Free job descriptions are incredibly valuable when you're looking for a new job, considering new career paths, and finding out more about the skills and education you need in order to pursue a specific type of job.
Three Resources for Sample Descriptions
While you could always go to the library or the bookstore to flip through books that thoroughly cover the different aspects of any career field and get a good idea of what a specific job entails, you can sit back in a comfortable chair and do a little searching on your own via the Internet. You'll get quick results, various sources so that you can compare details, and reading the descriptions is free. A few of the best resources are:
1. United States Bureau of Labor
BLS.gov is a great resource for those in the United States. With the featured annual Occupational Outlook Handbook you'll get information not only about what you would do on the job, but about the likely earnings, the skills and education required, how likely it will be to find a job in that field, and working conditions. You can search for occupations, browse by field, or browse by alphabet. You also get search tips and information about the job market broken down by state.
2. O-Net Online
O-Net Online allows you to search or browse through occupations and find free descriptions of the duties involved with those jobs. You can browse through in-demand industries, job families, or by your strong skills, knowledge, or abilities. This tool not only gives you job descriptions, but also assists you in matching up your experience and natural abilities to jobs, then explains what those jobs are like.
Work Info allows you to search for job titles alphabetically. You won't necessarily find educational requirements, salary expectations, or how the job market for a particular occupation is here. However, you will find the place of work, job overview, and main duties.

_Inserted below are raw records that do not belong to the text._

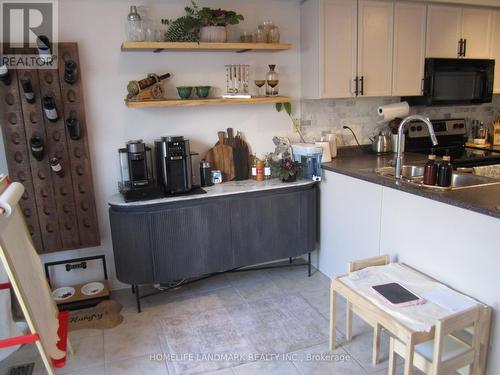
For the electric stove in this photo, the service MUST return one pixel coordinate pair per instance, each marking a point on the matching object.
(452, 136)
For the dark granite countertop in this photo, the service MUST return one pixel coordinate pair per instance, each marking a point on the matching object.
(351, 161)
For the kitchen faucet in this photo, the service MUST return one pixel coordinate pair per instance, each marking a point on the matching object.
(399, 157)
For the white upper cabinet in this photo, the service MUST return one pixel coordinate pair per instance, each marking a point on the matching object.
(339, 20)
(444, 31)
(476, 31)
(495, 52)
(409, 48)
(375, 33)
(458, 32)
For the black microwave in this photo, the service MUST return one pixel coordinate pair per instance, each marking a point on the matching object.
(456, 81)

Using Job Descriptions in Your Career Search
Take advantage of free job descriptions. You may find that you can apply for that position you assumed you were underqualified for. You may also save yourself some time if you are not qualified for a position or just not interested in the tasks that would be included in the job description. You won't have to print another copy of your resume and create a cover letter for that particular job. When you're searching for a job, don't underestimate the value of a little additional research.